O deplorável estado da nação em contraste com a sua antiga prosperidade.

Vv. 1-12. Que mudança ocorre aqui! o pecado mancha a beleza das potestades mais exaltadas e dos dons mais excelentes. Porém, o ouro que Cristo concede, provado no fogo, nunca mais nos será tirado; o seu aspecto exterior pode ser opaco, mas o seu valor real nunca pode ser mudado. Os horrores do sítio e da destruição de Jerusalém são novamente descritos. Contemplando as tristes consequências do pecado na igreja do passado, consideremos seriamente o que as mesmas causas podem acarretar, de modo justo, à Igreja dos dias atuais. Porém, Senhor, ainda que nos afastemos de ti em rebelião, volta-te para nós, e faça os nossos corações se voltarem a ti, para que possamos temer o teu nome. venha a nós, abençoa-nos com despertamento, conversão, renovação e com a graça que nos confirma.

Vv. 13-20. Nada contribui mais para a ruína de um povo, nem enche mais rapidamente a sua medida, do que os pecados de sacerdotes e profetas. Nem mesmo o próprio rei pode escapar, porque a vingança divina o persegue. Nosso único Rei Ungido é a vida de nossas almas; podemos viver a salvo debaixo de sua sombra, e regozijarmo-nos nEle em meio aos nossos inimigos, porque Ele é o Deus verdadeiro e a vida eterna.

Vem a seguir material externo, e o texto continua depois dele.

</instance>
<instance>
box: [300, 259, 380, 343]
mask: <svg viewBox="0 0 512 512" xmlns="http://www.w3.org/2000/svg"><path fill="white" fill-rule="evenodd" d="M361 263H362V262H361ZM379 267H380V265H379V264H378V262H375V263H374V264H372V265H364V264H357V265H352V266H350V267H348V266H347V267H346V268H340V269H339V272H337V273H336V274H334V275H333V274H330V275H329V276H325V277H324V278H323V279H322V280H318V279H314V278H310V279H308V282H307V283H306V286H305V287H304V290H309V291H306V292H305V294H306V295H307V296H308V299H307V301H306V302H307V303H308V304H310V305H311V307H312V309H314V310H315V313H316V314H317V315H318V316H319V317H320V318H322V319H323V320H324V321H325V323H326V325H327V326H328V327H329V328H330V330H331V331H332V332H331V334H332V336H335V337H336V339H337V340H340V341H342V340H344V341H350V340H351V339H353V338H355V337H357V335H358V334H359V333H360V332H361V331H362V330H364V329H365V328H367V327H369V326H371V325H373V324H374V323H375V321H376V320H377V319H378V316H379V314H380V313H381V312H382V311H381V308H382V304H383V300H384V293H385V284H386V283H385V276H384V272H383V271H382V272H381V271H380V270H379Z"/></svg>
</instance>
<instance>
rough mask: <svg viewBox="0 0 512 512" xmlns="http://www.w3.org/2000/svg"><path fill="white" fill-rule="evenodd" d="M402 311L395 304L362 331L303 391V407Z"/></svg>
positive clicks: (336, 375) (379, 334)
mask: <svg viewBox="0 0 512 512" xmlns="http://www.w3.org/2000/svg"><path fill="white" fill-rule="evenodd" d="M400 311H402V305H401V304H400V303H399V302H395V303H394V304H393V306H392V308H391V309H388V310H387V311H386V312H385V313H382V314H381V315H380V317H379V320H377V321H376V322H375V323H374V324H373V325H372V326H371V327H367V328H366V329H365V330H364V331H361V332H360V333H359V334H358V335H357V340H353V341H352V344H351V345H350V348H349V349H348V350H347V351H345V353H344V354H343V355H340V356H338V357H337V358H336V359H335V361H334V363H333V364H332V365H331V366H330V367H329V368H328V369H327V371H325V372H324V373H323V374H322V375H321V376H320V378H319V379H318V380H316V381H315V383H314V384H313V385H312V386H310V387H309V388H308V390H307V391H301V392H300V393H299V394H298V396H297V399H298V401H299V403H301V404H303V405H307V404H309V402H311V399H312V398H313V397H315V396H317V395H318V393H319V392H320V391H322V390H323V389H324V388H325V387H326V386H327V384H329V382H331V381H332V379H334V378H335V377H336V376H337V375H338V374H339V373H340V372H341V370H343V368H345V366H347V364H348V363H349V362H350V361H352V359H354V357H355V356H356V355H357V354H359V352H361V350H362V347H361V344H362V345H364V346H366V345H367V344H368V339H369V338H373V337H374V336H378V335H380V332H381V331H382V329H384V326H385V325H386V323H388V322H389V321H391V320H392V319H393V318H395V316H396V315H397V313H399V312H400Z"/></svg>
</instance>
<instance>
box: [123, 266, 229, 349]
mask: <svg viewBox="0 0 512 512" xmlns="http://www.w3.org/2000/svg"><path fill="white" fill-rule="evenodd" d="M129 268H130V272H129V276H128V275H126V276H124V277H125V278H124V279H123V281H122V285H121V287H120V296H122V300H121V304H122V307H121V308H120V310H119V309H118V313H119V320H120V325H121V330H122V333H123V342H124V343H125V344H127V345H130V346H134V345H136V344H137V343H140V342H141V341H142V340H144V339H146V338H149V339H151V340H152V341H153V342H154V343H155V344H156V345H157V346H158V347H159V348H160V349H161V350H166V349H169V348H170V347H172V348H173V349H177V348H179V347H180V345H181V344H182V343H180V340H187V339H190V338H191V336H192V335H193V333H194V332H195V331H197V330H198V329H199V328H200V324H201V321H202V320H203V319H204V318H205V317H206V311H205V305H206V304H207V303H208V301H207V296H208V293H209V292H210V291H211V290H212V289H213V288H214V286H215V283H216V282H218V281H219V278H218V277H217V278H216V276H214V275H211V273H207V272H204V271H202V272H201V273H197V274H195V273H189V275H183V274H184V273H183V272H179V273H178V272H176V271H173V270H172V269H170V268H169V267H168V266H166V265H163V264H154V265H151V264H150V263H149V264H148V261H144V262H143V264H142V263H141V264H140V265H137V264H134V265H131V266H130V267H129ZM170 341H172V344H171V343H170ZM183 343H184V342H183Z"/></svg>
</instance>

Vv. 21,22. Aqui é anunciado que acabariam os transtornos de Sião; não da plenitude do castigo merecido, mas do que Deus tem determinado infligir. Ele porá fim aos triunfos de Edom. Todos os problemas da Igreja e do crente logo terminarão. A condenação dos seus inimigos se aproxima. o Senhor trará os seus pecados à luz, e eles jazerão em castigo eterno. Aqui Edom representa todos os inimigos da Igreja. A corrupção e o pecado de Israel, os quais o profeta tem demonstrado serem universais, justificam os juízos do Senhor. Mostra a necessidade da graça em Cristo Jesus, que o pecado e a corrupção de toda a humanidade tornaram tão necessária.